The picture looks familiar but I can't recall the details. I think
there was a "wood puzzles" book which included this novelty joint. (Was
it a book sold by Woodcraft?) Anyway, it's a curiosity. Check it out
and tell all.
I've seen it as well. Both pieces are cut on a diagonal but when put
together they look like a dovetail - though they really aren't (if memory
serves...). I'd have to find the web page that breaks it all down too. I
couldn't explain it any better right now than what I've just said.
I have seen it too, just as you describe.
The end result is an illusion, so to speak. Our minds are trained to think a
typical dovetail, but the wood is cut in a way to simulate a dovetail, when
it is really a form of slip joint.
OK - I'm going to give this a shot from memory. What you see is a box with
apparently two dovetails - on adjacent sides. What's really there is a
sliding joint. Imagine that the dovetail end you are seeing on one side
runs to the other one you see. What makes the illusion work is that the
ends of the dovetails are cut on an angle - even with the plane of the side
of the box. If you looked at the box straight on, but looking into the
corner instead of at one of the sides, you'd see the dovetail profile with
the ends cut off-square. The top has the dovetail slot to match. It slides
Damn - I don't know if that made one bit of sense.
It does. But it falls into the category of "if you don't know the
answer to the question that was asked, give an answer you do know to a
question that was not asked" <g>. I like the puzzle you are referring
to, and its deceptively simple solution. But I'm pretty sure that is
not what the OP is asking about. Look again at the cited ebay page,
and see if there is any way you can see the puzzle you are talking
about morphed into this one.
Alex -- Replace "nospam" with "mail" to reply by email. Checked infrequently.

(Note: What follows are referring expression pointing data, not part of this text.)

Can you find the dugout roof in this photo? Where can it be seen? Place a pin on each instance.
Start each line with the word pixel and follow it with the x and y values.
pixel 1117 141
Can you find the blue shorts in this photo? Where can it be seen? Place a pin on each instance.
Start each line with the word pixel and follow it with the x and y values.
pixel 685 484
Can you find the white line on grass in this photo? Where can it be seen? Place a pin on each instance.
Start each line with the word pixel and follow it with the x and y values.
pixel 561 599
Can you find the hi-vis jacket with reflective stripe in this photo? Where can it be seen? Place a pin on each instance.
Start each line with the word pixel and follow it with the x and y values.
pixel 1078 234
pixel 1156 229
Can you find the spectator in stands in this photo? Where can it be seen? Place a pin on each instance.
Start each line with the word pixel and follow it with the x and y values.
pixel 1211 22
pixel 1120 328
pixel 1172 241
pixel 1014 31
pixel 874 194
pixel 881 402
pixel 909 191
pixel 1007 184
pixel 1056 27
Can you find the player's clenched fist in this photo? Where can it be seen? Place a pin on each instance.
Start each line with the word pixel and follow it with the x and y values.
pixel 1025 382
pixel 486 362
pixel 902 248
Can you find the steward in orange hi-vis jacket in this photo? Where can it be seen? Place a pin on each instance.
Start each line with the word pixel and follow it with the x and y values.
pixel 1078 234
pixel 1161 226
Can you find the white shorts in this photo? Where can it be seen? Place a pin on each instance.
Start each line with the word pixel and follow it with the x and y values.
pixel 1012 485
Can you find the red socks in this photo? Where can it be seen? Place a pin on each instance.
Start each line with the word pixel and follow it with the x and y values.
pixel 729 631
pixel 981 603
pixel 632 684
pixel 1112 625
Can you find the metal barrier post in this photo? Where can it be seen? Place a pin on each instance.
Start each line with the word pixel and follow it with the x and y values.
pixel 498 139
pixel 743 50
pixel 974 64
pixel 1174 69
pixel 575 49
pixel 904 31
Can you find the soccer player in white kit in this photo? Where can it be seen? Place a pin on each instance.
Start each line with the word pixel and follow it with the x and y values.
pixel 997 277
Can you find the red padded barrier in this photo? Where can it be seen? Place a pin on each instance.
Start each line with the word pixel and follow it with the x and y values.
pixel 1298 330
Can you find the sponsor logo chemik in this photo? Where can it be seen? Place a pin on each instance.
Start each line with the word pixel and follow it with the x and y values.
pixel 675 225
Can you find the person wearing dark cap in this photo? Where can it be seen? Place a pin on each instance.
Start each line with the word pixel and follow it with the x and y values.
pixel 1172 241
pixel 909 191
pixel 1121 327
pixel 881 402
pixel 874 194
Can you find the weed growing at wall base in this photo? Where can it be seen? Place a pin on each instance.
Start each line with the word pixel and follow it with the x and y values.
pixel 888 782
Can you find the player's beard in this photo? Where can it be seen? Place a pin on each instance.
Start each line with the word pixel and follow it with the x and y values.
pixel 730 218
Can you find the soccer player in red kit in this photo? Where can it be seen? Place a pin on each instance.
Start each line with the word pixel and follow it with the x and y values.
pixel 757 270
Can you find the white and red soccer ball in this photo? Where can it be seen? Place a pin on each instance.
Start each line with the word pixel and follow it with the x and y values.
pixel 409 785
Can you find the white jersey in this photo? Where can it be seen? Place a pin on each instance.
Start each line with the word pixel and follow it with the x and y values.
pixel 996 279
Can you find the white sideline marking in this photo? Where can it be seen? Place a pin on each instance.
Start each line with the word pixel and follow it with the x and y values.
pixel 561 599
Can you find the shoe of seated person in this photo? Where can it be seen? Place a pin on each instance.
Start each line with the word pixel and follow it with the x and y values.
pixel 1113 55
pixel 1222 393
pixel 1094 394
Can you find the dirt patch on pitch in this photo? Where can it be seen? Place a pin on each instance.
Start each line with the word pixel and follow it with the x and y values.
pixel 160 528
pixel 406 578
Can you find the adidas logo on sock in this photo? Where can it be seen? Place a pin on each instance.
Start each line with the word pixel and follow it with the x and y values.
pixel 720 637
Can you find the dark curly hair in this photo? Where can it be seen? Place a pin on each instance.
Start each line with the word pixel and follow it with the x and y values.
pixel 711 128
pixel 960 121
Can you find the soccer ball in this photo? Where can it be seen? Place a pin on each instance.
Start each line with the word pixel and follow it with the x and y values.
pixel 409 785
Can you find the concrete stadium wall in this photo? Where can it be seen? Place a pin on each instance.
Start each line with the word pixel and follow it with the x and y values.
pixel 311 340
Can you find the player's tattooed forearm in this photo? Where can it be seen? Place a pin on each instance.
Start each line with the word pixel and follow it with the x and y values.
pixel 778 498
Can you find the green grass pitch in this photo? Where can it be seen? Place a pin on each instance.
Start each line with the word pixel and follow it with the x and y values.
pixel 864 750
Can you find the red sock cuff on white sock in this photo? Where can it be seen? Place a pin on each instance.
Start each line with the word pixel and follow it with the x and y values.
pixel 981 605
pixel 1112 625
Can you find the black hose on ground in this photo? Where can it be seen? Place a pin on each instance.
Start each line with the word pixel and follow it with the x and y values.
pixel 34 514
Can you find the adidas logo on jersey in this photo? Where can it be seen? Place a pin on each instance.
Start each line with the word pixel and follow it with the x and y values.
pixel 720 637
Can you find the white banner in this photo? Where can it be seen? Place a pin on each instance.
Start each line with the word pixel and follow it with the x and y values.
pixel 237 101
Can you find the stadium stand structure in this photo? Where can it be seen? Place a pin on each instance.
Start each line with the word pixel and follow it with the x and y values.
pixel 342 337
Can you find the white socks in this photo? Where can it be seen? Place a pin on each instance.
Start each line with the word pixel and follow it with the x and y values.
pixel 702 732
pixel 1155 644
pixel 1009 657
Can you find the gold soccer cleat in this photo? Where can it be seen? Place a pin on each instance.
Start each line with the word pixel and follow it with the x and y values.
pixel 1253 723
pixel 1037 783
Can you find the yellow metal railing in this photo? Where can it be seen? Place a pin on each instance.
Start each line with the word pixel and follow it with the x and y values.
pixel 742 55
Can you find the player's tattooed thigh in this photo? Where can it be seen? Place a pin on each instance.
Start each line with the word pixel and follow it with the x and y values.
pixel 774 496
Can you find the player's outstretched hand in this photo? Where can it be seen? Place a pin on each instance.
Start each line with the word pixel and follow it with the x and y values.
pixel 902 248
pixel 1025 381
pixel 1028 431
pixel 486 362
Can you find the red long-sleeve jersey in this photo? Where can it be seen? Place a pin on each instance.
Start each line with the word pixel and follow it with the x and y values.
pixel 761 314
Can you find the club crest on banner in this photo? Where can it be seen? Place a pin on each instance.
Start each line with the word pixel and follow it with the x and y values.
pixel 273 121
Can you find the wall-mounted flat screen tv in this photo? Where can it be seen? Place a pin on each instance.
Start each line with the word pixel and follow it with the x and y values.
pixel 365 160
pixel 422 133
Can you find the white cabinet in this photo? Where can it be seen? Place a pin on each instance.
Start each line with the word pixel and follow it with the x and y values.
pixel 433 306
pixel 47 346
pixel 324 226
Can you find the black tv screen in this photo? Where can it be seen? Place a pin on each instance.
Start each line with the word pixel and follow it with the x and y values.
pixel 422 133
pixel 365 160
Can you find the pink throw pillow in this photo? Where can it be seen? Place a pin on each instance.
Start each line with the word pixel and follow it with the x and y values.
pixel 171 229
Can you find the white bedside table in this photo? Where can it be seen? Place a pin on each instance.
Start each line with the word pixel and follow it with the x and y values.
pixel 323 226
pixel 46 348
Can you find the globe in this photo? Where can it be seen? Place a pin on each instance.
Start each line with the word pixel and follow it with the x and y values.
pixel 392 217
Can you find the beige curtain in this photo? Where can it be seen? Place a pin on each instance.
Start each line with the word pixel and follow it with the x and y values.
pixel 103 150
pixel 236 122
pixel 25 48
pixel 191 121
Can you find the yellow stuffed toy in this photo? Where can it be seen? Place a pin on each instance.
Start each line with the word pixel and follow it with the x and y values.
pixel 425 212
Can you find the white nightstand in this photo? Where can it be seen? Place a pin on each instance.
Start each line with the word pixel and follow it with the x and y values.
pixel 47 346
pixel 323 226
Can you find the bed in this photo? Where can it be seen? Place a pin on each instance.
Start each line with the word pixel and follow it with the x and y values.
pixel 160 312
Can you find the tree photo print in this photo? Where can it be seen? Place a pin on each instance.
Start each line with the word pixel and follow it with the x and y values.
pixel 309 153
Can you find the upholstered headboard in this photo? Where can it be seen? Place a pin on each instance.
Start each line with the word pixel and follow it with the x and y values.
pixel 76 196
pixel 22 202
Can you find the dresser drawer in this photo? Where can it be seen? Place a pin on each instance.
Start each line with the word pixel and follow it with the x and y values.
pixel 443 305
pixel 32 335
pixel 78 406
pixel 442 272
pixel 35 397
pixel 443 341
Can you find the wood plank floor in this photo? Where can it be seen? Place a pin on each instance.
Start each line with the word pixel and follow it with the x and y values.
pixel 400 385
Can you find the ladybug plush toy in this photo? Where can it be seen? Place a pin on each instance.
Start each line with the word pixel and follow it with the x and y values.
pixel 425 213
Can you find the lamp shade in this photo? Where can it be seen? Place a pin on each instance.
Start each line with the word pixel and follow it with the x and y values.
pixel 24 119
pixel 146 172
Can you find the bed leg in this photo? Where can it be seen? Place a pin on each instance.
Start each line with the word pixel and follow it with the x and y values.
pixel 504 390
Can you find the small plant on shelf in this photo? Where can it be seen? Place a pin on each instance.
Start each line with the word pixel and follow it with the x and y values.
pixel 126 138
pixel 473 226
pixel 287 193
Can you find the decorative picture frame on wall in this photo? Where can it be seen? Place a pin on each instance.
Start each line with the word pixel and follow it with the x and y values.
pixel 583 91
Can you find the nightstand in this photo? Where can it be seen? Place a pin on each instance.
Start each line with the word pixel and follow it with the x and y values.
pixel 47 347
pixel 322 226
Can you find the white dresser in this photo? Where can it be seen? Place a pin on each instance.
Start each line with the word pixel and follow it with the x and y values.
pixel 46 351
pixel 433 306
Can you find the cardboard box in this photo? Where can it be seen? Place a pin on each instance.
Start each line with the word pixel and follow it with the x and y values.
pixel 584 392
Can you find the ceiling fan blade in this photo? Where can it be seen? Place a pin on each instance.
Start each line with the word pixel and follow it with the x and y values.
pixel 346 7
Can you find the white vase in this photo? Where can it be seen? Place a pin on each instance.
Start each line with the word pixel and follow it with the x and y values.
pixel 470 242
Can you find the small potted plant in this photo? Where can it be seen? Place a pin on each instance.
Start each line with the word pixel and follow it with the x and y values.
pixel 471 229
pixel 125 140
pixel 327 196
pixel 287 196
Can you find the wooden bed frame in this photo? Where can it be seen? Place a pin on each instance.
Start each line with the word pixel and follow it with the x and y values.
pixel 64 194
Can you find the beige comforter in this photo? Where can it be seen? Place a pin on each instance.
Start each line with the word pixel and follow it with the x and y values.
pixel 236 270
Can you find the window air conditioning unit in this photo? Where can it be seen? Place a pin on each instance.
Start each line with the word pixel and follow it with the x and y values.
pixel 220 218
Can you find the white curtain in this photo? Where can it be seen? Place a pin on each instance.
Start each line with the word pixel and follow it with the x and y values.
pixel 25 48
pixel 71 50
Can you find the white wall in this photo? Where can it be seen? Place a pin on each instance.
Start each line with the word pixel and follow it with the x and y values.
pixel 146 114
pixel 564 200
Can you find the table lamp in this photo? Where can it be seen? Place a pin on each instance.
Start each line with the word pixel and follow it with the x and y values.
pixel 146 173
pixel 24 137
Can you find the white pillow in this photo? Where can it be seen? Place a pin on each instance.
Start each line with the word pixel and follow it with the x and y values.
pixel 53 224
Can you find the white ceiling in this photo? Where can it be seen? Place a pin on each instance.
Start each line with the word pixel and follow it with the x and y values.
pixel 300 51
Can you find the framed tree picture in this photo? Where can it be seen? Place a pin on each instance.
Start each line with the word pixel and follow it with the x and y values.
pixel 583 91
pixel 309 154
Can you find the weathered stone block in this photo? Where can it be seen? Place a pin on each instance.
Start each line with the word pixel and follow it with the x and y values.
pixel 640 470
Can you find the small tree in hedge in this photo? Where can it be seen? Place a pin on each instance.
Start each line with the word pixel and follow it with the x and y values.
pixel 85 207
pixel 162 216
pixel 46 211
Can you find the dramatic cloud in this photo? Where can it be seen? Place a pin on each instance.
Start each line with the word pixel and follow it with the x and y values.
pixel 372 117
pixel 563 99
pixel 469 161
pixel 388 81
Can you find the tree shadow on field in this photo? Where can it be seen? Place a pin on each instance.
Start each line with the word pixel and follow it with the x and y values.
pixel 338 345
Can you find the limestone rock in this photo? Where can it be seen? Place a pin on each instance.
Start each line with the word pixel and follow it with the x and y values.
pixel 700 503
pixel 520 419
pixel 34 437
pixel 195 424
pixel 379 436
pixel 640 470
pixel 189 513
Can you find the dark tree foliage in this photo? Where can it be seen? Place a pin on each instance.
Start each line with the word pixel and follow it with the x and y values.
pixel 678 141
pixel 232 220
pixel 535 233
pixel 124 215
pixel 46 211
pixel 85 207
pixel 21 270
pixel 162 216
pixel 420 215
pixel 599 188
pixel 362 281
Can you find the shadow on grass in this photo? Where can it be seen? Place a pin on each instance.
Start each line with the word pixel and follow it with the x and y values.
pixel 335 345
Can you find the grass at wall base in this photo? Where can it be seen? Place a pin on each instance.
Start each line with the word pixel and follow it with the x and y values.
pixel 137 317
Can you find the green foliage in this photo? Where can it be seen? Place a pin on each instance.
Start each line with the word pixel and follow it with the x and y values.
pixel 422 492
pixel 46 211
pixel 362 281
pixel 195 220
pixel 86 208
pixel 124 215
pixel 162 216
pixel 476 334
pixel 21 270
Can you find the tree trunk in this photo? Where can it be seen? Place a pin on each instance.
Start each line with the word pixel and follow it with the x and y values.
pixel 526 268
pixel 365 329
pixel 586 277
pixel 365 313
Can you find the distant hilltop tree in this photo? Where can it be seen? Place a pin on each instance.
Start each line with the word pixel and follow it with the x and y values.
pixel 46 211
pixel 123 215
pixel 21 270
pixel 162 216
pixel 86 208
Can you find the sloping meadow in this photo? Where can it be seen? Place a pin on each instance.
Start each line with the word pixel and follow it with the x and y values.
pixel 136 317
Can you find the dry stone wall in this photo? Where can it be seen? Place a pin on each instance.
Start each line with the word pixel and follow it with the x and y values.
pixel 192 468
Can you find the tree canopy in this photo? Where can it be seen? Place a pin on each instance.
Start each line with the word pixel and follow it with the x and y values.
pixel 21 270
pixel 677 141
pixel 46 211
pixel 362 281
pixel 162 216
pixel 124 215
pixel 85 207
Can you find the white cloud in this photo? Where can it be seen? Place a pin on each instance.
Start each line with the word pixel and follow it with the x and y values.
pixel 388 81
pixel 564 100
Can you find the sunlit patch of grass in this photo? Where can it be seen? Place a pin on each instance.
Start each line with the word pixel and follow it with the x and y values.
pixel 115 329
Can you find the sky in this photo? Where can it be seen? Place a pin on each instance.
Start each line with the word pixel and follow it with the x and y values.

Another possible way to make this joint is to make the strip of wood across the
top of the joint between A and B thin enough to be easily bent. Then the piece
which is labelled A B would be flexed open and the moved pass the tails in the
other piece and then first piece would then be bent back closing the joint
around the second piece.
But where's the fun in that? I mean it doesn't even use
- a lathe
- a block plane
- a shoulder plane
- block rabbet plane
- skew chisels
- bench chisels
- paring chisels
- micro belt sander
- drill press
- 20 special router bits
- a precision router lift
- precision router table fence
- oscillating spindle sander
Where's the fun?
Guess there really is more than one way
to skin a shop cat push stick. Who'd've
Yeah, there was an episode that talked about this joint. If you look a
the end grain of the piece with the tail cut in it, it's a square cut
which creates the illusion that it's a square cut all the way back to
shoulders like a normal dovetail would be. That's impossible though.
What's really going on is that the sides of both dovetails are beveled
so that where the dovetail attached to the rest of the board, the sides
of the tail are at a 45 degree angle. The board simply pushes straight
in from the back. Between the two dovetails is sort of a V-shaped
valley with a matching one on the other piece. It's difficult to
describe, but easy to understand once you see it.
One possible way to make this joint would be for the hidden
cuts to be circular arcs. The sort of thing that would result from
a rotated (turned) piece which then has been cut with flat sides
The axis of rotation would be along a line on the surface between
the labels A and B.
If so then there would be arc shaped cut inside (under) the
arms of the T. This view is not given in the pictures.